Basta (forse) con i condizionamenti della politica e con l'ingerenza dei partiti. Massima trasparenza negli atti, violazione di leggi, del principio di buon andamento e dell'imparzialità. Poi conti in regola e rispetto dei bilanci di salute concordati con la regione. E basta «mala gestio». O addio poltrone, si dovranno fare i classici scatoloni e scatterà la decadenza automatica dall'incarico.

Che cosa cambia. Per i direttori generali di Asl e ospedali, i manager che governano sul territorio una spesa che quest'anno dovrà attestarsi a quota 111 miliardi, cambiano le regole d'ingaggio. Al prossimo “giro”, ma tra non pochi mesi, in attesa che si definiscano tutti gli atti attuativi, si ricomincia dall'albo (o elenco) unico nazionale. E anche per le altre due figure della triade di comando degli enti sanitari - i direttori sanitari e amministrativi - ripartirà un nuovo percorso di scelta. Lontani dalle clientele politiche o sindacali, è l'auspicio.
È la scommessa della trasparenza e della manageralità, ma quella «vera», il filo conduttore della riforma per la selezione dei manager delle aziende Ssn, sbarcata ieri sera in Consiglio dei ministri nel grappolo dei decreti delegati della “legge Madia” sulla Pa (comma 1, lettera p), articolo 11 della legge 124/2015). «La scelta dei Dg incide sulla spesa e la qualità delle cure. Dovremo però pensare per il futuro anche a forme premiali, come avviene in tutte le aziende », ha detto la ministra della Salute, Beatrice Lorenzin. «È quello che chiedevamo», secondo il presidente di Fiaso (organizzazione dei Dg), Francesco Ripa di Meana, secondo il quale però ora vanno riviste retribuzione e rapporto di lavoro dei manager, e le stesse norme sulla revoca dall'incarico. Apprezza anche la Cgil, salvo temere, con Massimo Cozza e Cecilia Taranto, che «si premi solo chi taglia la spesa anziché chi garantisce le cure».

Le regole per l'albo. Intanto cambia la musica. Con i manager che potranno accedere all'albo solo se non hanno 65 anni e che avranno vita dura per il rinnovo degli incarichi.
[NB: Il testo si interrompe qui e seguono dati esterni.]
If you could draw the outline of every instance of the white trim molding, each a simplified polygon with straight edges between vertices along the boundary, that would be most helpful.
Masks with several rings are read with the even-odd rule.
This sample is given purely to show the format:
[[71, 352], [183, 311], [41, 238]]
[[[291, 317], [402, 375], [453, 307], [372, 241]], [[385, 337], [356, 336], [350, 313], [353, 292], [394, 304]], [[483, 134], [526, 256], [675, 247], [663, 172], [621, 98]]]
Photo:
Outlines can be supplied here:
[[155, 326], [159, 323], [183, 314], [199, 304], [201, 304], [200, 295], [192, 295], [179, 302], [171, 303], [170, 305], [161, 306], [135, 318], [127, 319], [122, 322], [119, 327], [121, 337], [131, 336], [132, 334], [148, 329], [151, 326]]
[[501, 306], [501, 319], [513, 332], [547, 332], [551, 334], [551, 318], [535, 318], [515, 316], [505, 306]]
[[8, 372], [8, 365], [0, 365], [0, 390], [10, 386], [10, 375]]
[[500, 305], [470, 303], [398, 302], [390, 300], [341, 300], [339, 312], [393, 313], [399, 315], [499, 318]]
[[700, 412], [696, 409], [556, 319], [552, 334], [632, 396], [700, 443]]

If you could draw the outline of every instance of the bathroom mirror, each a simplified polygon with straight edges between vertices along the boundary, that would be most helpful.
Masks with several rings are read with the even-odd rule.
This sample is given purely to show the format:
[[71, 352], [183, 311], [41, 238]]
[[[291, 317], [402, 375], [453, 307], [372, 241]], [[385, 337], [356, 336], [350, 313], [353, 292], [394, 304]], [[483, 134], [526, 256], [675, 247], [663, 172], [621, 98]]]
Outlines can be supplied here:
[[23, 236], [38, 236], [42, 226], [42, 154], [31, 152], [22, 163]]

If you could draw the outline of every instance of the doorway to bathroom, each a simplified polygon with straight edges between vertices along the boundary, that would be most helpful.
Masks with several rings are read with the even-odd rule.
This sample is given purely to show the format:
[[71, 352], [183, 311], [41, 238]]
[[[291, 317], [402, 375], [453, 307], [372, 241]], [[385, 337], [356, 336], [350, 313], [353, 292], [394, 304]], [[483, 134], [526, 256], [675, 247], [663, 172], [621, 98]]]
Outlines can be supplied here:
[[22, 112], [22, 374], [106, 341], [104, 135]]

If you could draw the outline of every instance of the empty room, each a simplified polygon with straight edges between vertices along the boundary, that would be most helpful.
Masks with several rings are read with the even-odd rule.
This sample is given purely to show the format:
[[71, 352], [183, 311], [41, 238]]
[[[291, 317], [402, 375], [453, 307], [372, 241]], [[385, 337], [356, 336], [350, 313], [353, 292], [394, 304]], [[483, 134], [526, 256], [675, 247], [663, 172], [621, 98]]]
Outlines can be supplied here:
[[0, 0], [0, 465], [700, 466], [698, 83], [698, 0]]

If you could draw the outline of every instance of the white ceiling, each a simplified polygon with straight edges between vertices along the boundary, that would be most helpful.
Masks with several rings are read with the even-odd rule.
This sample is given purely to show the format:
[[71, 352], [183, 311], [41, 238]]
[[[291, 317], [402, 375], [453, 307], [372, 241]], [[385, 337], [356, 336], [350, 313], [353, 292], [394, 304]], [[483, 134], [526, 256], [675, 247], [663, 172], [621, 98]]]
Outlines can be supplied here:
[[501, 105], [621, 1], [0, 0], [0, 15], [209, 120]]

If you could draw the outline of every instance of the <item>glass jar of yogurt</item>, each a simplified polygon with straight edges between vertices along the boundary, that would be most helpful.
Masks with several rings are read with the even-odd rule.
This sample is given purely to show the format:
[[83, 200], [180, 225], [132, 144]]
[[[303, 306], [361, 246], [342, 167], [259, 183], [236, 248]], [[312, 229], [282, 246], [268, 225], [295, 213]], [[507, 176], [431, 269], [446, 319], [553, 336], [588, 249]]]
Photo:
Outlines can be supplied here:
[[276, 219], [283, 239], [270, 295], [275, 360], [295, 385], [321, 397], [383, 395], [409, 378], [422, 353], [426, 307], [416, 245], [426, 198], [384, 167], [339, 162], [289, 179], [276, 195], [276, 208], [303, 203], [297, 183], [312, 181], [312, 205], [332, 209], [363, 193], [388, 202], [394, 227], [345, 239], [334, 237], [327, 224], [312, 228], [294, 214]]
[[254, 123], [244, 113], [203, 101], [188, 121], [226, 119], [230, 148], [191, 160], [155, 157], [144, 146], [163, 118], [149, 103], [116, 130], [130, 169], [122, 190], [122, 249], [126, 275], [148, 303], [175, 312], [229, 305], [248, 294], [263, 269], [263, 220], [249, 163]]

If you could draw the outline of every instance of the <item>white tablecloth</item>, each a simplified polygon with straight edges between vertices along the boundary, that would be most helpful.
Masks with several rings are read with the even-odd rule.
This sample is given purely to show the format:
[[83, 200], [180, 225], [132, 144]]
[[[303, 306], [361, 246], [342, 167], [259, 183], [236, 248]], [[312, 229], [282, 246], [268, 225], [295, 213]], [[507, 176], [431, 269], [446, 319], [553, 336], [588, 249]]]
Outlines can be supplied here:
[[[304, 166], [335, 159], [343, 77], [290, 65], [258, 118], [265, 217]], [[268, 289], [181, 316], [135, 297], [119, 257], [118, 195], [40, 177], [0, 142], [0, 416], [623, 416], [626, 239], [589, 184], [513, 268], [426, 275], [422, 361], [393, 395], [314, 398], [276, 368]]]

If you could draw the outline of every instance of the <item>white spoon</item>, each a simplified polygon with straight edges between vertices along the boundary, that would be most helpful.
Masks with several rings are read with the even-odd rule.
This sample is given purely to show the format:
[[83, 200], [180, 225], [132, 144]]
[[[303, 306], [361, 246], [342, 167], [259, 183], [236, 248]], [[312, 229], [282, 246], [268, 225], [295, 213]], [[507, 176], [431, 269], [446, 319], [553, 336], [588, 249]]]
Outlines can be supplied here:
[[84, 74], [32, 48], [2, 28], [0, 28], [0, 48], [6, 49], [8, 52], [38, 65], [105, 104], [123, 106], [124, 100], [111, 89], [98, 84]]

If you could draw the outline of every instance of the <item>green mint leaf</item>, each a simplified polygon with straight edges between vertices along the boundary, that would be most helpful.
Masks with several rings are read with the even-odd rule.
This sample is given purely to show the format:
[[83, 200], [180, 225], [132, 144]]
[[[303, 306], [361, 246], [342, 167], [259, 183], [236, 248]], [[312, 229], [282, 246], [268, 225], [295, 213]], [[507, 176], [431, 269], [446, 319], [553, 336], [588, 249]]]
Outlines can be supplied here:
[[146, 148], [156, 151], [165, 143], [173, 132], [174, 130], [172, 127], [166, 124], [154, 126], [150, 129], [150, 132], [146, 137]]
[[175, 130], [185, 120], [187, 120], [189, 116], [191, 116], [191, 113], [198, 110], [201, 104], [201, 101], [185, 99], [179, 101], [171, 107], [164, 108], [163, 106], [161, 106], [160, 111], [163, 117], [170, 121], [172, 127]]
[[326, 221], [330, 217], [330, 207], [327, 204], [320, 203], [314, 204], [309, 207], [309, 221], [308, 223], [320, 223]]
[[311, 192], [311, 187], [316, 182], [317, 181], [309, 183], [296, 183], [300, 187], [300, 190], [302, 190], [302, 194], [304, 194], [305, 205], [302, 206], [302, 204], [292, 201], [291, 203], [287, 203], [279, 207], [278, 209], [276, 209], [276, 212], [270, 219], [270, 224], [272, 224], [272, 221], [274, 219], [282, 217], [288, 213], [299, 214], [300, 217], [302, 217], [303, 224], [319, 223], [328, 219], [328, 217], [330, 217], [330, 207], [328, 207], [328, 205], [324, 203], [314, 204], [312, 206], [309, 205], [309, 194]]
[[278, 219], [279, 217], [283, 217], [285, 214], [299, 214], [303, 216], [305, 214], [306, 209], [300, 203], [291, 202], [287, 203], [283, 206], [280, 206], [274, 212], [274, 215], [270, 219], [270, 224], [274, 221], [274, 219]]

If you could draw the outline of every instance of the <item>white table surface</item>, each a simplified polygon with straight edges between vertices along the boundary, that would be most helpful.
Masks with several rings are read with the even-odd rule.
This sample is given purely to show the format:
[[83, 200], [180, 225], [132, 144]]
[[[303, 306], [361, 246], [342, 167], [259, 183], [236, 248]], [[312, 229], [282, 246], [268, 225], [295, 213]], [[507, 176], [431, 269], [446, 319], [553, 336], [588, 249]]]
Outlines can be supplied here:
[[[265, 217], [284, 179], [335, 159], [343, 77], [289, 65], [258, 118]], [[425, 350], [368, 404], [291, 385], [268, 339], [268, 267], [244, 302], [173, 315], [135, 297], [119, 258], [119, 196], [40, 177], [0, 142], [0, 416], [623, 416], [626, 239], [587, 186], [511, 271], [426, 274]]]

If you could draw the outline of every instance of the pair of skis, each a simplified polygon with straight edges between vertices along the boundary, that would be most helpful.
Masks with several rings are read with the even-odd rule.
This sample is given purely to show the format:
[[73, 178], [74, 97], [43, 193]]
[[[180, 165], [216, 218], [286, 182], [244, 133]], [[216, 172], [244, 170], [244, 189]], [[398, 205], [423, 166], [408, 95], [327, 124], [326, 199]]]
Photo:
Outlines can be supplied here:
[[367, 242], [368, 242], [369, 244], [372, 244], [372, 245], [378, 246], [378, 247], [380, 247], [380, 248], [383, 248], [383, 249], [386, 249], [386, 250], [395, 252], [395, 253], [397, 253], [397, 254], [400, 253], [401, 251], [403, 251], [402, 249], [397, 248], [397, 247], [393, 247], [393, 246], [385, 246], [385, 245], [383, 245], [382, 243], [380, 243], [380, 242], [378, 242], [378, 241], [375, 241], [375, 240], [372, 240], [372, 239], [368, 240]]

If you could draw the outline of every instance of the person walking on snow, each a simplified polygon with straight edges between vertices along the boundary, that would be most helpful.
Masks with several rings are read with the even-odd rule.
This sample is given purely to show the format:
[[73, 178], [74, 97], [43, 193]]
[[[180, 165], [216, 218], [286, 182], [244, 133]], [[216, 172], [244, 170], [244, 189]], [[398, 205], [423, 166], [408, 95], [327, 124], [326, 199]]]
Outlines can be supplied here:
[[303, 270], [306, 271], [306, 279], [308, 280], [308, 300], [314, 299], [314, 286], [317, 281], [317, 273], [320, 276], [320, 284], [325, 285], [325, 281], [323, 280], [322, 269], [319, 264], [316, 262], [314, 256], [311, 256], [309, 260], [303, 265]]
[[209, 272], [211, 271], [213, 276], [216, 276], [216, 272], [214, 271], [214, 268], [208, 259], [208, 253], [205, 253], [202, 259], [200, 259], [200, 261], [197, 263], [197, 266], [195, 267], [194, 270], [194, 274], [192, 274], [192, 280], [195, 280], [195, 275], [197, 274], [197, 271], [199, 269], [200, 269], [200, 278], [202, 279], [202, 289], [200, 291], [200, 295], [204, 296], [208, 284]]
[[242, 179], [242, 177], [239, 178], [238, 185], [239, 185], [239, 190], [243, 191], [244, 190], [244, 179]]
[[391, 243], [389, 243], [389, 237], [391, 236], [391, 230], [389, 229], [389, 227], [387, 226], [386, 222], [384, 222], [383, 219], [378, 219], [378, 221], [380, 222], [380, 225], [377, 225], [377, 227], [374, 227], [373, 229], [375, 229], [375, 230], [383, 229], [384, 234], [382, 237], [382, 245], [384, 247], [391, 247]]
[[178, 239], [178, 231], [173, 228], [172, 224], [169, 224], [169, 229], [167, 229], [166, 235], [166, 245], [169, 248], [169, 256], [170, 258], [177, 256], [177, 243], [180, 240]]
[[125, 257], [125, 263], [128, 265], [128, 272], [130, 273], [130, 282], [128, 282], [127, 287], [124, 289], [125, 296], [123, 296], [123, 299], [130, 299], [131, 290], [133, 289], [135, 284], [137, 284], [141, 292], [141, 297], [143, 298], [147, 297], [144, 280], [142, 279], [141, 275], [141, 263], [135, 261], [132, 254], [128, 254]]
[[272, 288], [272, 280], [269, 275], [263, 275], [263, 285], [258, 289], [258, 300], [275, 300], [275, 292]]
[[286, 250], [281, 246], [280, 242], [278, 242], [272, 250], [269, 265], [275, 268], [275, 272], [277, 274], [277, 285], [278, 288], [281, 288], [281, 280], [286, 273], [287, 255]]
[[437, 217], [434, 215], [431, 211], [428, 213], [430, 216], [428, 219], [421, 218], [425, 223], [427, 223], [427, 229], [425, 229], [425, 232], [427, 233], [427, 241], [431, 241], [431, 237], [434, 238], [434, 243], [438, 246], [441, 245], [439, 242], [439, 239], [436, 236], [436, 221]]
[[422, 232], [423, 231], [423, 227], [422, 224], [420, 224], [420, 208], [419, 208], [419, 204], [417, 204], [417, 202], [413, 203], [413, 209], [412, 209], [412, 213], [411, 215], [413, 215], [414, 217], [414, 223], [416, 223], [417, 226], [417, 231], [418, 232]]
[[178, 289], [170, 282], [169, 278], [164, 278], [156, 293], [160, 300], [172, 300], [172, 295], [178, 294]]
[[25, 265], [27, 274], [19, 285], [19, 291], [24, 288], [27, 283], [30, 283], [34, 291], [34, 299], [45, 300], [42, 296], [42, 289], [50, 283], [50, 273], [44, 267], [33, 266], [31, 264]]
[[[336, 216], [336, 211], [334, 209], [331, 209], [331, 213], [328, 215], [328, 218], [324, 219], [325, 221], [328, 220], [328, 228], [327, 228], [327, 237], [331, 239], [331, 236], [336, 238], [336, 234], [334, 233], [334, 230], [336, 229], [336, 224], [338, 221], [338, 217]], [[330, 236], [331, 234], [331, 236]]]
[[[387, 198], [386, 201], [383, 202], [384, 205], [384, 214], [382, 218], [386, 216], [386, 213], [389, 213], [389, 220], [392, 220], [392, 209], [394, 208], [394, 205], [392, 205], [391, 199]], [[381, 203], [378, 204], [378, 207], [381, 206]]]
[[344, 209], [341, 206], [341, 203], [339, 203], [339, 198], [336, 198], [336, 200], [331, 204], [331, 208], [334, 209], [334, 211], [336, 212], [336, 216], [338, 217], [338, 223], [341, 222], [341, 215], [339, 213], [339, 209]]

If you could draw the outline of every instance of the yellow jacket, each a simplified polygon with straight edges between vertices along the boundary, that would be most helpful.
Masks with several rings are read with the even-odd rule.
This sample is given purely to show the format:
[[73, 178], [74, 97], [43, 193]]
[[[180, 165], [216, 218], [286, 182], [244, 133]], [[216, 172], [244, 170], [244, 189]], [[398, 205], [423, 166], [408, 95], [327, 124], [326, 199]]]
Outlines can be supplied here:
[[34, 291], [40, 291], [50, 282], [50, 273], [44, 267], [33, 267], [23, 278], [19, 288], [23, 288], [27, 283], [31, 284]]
L'elenco dei Dg sarà istituito presso il ministero della Salute e se ne occuperà una speciale commissione, nominata ogni due anni non rinnovabile. Si farà una selezione dopo avviso pubblico e saranno valutati titoli e competenze (per il testo www.sanita24). Il punteggio massimo sarà di 100 punti e saranno inseriti nell'albo solo quanti conseguiranno un punteggio non inferiore a 75. La nomina sarà regionale dopo avviso pubblico dell'incarico messo a bando. Ancora una commissione locale valuterà i candidati e proporrà al governatore un terna di nomi tra cui sarà pescato il preselto. Non che la politica non c'entri, insomma. Anche se sarebbe impossibile, forse ingiusto. Sperando che qualità e capacità siano premiate sempre. E che la trasparenza però vinca.
Una scommessa che vale anche per direttori sanitari e amministrativi, per i quali salta l'attuale discrezionalità dei manager. Che oggi, quando condizionati dai partiti, potrebbero fare altrettanto sulle altre due figure. Ma questa è un'ipotesi. Sperando che presto la musica cambi davvero.